Japanese Clean Energy Professionals Visit the U.S. and Learn About Smart Communities on the TOMODACHI U.S.-Japan Clean Energy Local Partnership Program
From April 5-15, 2015, ten Japanese young professionals visited three cities in the United States on the TOMODACHI U.S.-Japan Clean Energy Local Partnership Program: Sacramento, San Francisco, and Denver. This program was developed to further the objectives of the Tohoku Green Communities Alliance established by President Obama and Prime Minister Noda in 2012. Through the program the participants visited smart communities, toured energy efficient buildings, and learned about leading-edge renewable and smart energy systems in the United States. On April 17 after returning to Japan, the participants presented their experiences on the program, their inspirations and lessons learned concerning U.S. clean energy technology and policy, and shared future plans and next steps on how they intended to apply these to their communities across Japan.
One highlight of their visit was the Sacramento Municipal Utility District (SUMD), which has been a leader in solar power for more than 25 years. Participants learned about production of solar and wind power as well as its smart grid activities. They were astonished to hear that it was created by residents through voting as early as 1923. Another highlight was a visit to the Colorado Cleantech Industries Association (CCIA), the only industry-led and industry-focused cleantech group in the states. Not only did participants learn about the technology and systems in place, but they were also able to acquire new perspectives of cross-sectorial relationships and see how residents played a significant role.

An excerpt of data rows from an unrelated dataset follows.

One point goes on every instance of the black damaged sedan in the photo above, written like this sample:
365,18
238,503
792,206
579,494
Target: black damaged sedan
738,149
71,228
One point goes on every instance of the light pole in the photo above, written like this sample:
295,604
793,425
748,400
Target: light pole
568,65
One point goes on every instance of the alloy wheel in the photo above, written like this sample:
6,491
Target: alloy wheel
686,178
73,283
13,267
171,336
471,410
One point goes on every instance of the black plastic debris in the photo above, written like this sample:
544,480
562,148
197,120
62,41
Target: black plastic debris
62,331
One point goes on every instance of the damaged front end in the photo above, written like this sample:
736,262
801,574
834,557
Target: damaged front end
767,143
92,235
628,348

During the presentations, one of the participants – Satoru Mikami, a coordinator for Eco-Island Promotion Division at Miyakojima City – described how he “realized that in the United States, government often paves the way for energy-related activities first and the citizens undertake a project for its implementation. Yet, in Japan, the discussion surrounding policy was decided and by the citizens first.” He added that “this structure is something we, Japanese citizens as a whole, need to take in; not only for those in the field of energy” and vowed: “As one of the participants of this program, I will – together with other younger generation – make steps to change the status quo.”
Many participants touched upon the differences between the U.S. and Japan in terms of environmentalism consciousness, and spoke about how to increase this awareness in Japan. When Japanese participants asked U.S. government representatives what their method or policy to increase citizens’ awareness toward environmental activities was, they received an unexpected answer: they were not doing anything special to raise environmental awareness. Instead, U.S. policy emphasized economic benefits to improve the daily lives of citizens when they become more environmentally-friendly. This approach ultimately led people to take part in eco-friendly activities as part of their daily routine.

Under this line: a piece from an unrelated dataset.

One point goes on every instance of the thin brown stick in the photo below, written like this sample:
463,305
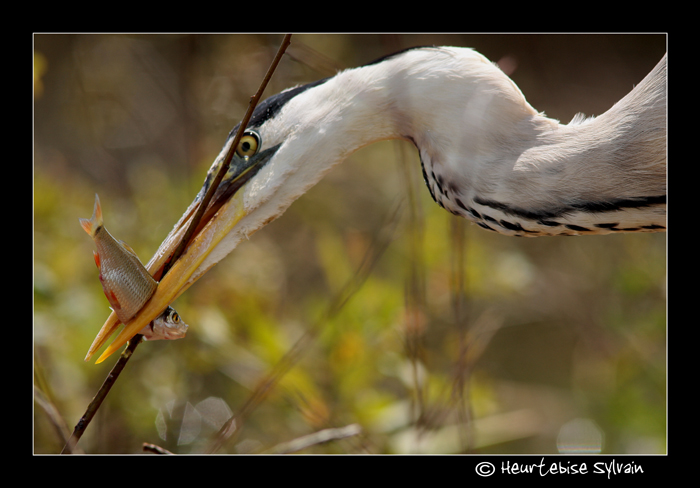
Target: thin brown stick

Executive Director for NPO Spatto Naruko Hot Springs Natural Energy Mr. Masahiro Sasaki said, “I became a huge fan of America!” He talked about how he “noticed how the local government would set a goal, create a marketplace and a framework, and the people would follow in line to work together towards that goal.” By taking part in this program, he grew fond of the American system and its people.
The program was just the beginning for countless collaborations across regions and nations in the field of clean and/or renewable energy. It was a successful end to the program as it was clear to everyone that these locally and internationally formed relationships will continue to grow and expand.